Fig. 10 – « Marque de fabrique », Il Proletario, 4 décembre 1947 (© droits réservés).

16Ensuite, le parallèle entre l’onction catholique dont jouit la DC et celle dont se prévalait le fascisme est largement exploité. Une autre vignette du Proletario montre le président de la DC tenir un congrès vêtu en prêtre, sous l’œil attentif et protecteur d’un Christ-Mussolini, surmonté d’une inscription où « INRI » est remplacé par la mention « MSI » du nom du parti néofasciste. Une nouvelle fois, Scelba, qui, dans les imaginaires, fait le lien entre le fascisme et la DC, est représenté surmontant la croix (fig. 11). En mettant l’accent sur l’hybridation entre politique et religion du fascisme, mais aussi sur la sacralisation de la figure du Duce, la vignette accuse la DC de perpétuer l’œuvre fasciste. Elle distingue par ailleurs entre le Christ de l’Évangile, souvent célébré par le PSI30, et ce Christ-Mussolini symbole de la collusion de l’Église et du fascisme.
17Dans la même veine, un dessin publié en mai 1947 représente De Gasperi en curé, portant un cierge fait d’un ancien faisceau fasciste et suivi d’un enfant de chœur docile, tenant un encensoir : Giuseppe Saragat, qui concentre de très nombreuses attaques depuis la scission de janvier 1947 (fig. 12). L’attaque permet à la fois de railler la faiblesse des convictions anticléricale du groupe de Critica sociale qui s’accommode d’une alliance où il n’est que le supplétif d’un De Gasperi soumis à la hiérarchie catholique, tout en associant, comme dans les deux vignettes précédentes, le cléricalisme et la sacralisation de la politique fasciste, présentant De Gasperi, Scelba et Saragat, comme calotins et tartuffes.
Fig. 11 – « Congrès démocrate-chrétien », Il Proletario, 20 novembre 1947 (© droits réservés).

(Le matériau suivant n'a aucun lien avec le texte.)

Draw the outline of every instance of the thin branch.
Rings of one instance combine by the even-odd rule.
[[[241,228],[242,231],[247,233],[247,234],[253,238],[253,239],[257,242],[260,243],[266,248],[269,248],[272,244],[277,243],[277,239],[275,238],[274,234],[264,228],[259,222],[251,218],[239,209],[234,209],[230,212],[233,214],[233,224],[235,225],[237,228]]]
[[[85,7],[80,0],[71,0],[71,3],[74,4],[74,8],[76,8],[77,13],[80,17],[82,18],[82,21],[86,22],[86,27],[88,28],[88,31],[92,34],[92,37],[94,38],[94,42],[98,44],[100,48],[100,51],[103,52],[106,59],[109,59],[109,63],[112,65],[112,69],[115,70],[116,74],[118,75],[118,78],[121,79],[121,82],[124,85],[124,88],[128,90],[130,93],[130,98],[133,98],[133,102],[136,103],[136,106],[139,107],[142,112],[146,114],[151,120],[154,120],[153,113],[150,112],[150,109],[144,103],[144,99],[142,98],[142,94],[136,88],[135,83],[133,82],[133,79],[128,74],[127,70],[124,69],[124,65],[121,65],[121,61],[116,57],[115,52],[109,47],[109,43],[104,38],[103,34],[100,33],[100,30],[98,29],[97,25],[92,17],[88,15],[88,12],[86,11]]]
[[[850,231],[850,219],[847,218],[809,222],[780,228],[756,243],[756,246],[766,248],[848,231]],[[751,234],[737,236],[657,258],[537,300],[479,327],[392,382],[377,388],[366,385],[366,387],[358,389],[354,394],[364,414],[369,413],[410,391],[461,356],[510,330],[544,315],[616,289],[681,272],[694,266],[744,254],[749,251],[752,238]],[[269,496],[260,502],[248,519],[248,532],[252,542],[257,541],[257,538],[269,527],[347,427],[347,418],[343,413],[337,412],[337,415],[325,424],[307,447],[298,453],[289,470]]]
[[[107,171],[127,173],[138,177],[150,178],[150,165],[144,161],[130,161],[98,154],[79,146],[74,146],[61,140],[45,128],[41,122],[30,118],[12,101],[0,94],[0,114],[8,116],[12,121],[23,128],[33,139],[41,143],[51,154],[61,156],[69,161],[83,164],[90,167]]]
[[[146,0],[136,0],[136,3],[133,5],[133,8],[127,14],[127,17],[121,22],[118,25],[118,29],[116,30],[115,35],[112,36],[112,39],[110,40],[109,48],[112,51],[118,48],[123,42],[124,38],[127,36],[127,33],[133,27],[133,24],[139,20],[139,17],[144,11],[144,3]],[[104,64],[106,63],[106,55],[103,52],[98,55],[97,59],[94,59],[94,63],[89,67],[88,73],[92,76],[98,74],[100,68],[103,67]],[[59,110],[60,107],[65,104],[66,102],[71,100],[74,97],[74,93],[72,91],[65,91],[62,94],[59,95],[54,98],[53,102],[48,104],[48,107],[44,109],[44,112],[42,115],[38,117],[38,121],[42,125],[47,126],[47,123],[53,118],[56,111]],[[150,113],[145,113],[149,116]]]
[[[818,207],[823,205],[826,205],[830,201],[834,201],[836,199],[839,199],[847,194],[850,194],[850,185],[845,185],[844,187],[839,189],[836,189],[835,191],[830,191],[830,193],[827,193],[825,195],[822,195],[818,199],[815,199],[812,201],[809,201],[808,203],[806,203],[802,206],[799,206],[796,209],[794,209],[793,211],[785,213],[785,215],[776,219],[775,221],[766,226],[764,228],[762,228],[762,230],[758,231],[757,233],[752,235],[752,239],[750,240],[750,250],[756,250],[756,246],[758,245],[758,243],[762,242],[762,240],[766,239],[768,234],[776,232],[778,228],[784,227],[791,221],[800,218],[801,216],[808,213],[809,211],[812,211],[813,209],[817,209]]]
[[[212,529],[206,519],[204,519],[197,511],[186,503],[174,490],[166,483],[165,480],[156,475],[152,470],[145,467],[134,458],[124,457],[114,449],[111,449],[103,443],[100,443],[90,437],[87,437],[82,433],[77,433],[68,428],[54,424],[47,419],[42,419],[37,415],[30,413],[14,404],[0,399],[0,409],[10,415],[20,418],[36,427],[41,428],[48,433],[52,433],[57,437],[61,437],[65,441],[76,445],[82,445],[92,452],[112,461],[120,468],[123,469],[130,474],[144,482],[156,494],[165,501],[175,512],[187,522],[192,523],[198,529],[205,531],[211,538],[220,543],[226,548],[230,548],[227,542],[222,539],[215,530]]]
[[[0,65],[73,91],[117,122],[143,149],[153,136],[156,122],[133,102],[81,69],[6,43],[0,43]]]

Fig. 12 – Sans titre, L’Avanti !, édition milanaise, 30 mai 1947 (© droits réservés).

I.2. Une laïcité pointilleuse
18Cette hostilité à la participation de l’Église à la vie publique se traduit par une laïcité pointilleuse, qui constitue un des points cardinaux de l’identité socialiste. En Italie, le vote de l’Article 7 de la Constitution, en mars 1947, concentre les débats pendant de longues semaines. L’article vise en effet à constitutionnaliser les Accords de Latran de 1929, qui mettent fin à la laïcité de l’État italien et organisent un Concordat. La mesure, défendue par la DC, cristallise l’opposition d’un large spectre de l’échiquier politique : communistes, socialistes, sociaux-démocrates, actionnistes, républicains, mais aussi une partie des libéraux et des dirigeants liés à l’État préfasciste comme Vittorio Emanuele Orlando. Cependant, à mesure que la discussion s’enlise, et sous la pression d’une partie des députés de droite qui surenchérissent – certains députés de l’Uomo Qualunque proposent d’inscrire dans la Constitution le catholicisme comme religion d’État31 – de nombreux opposants se ravisent. Les socialistes mènent le front de l’opposition – notamment par l’intermédiaire de Nenni, anticlérical convaincu dont la légende veut qu’il ait refusé, adolescent, d’entrer au séminaire en blasphémant32 – et proposent des solutions intermédiaires, sans succès33. Finalement, le groupe communiste, après des débats internes nourris, vote l’article, adopté à une claire majorité de 350 oui pour 149 non34, que les 95 votes du PCI – deux députés s’abstiennent, malgré la discipline de vote – n’auraient pas réussi à inverser. L’attitude communiste surprend les socialistes qui peinent à la justifier et s’empêtrent dans des sophismes visant à dédouaner le PCI, contraint, selon eux, de voter l’article 7 par peur d’alimenter un anticommunisme galopant35. Rapidement, ces arguties laissent cependant place à une critique franche de la DC, jugée seule responsable et qu’on accuse de mener une politique « obscurantiste pour le compte d’une puissance étrangère »36, retournant l’accusation généralement adressée aux PCI et PSI.
19Le choix du PCI peut en partie s’expliquer par des considérations tactiques37 : on prête généralement à Palmiro Togliatti et aux dirigeants du PCI la volonté d’obtenir, dans d’autres domaines, des concessions de la DC. D’autres facteurs entrent en jeu, comme la peur d’une crise gouvernementale, mais aussi, comme le secrétaire communiste le dit lui-même à la tribune, la crainte de mettre fin « à la paix religieuse » et le souhait de « donner une solution définitive à la question romaine »38.
20Le PSLI ne se prive pas d’exploiter le vote communiste, accusant le PCI de cléricalisme et de trahison de l’idéal laïque. Dans un article de L’Umanità, intitulé « Ce qu’il fallait démontrer », Giuliano Pischel considère que l’épisode prouve la duplicité des communistes et leur absence de convictions au profit du seul sens tactique39. Une vignette de Giuseppe Scalarini, le dessinateur historique du PSI préfasciste, qui œuvre désormais pour le PSLI, entremêle le symbole de la DC, l’écu frappé d’une croix, avec la faucille et le marteau retournés, comme symbole de la trahison communiste (fig. 13). L’accusation de cléricalisme devient dès lors un enjeu important dans la polémique qui oppose les scissionnistes – eux-mêmes caricaturés, comme dans le dessin de L’Avanti ! (fig. 12) – et les socialo-communistes.
Fig. 13 – Giuseppe Scalarini, « L’écu démo-communiste », mars 194840 (© eredi Scalarini).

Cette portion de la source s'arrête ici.